One day on the trip, the group on our bus was waiting for a ferry. While waiting, I wandered around the dock doing my usual seeing what I could see.  One of the women had a vibrant, colorful selection of handmade quilted bags. I was surprised that she spoke beautiful English in this French-speaking country. She shared that she taught herself to speak seven languages. Her customers came from all over the world. If she couldn’t talk with them, how could she sell her wares? She was a businesswoman. She was a single mother and caring for her children was her priority. Also, she had to pay for school for her children and it was mandatory to pay for school uniforms. They did not have a social safety net in Africa. In those African countries, education is not free. People must pay for their children to go to school and to pay for school uniforms.

Love In Action.

Many family and friends requested souvenirs. Each person wanted a unique memento that was Africa. I had a list and was intent on getting the “right thing” for every person. Handmade items were what I was interested in. I was on a mission for high quality, beautifully crafted gifts that reflect the local culture.


So I developed the practice of searching beyond the typical. Before my trips, I research the places within the country that are known for something special or unique; the available art galleries; and artisans that are doing something to positively impact within their community.


On that first trip to Africa, I traveled with a travel agency that had over 40 years of knowledge of the continent. Instead of going on the trips arranged tourist tours, I chose to explore the place one-on-one with Harold, our tour guide. We had a bodyguard who was a national sport figure as we navigated the community to various artisan workshops. His knowledge came from the relationships that he developed from dozens of visits to the country.

Love in observation, then in action.

Before the trip, it was suggested that we bring practical things (such as toiletries and clothing but no candy) to give to people in need that we might encounter during our visit.

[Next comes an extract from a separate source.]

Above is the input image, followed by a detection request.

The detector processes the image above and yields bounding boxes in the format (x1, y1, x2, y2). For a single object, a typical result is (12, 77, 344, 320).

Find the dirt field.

There was one young boy who tended to follow our group from place to place offering his services to help us. I will always remember the intelligence in his eyes as he seem to absorb every word, every lesson he observed from watching us. We were his classroom. That morning that he wore one of the t-shirts that I had given away made a lasting impression on me.

Love wasn’t just about me, it was my inner circle and others human beings who could use an advocate.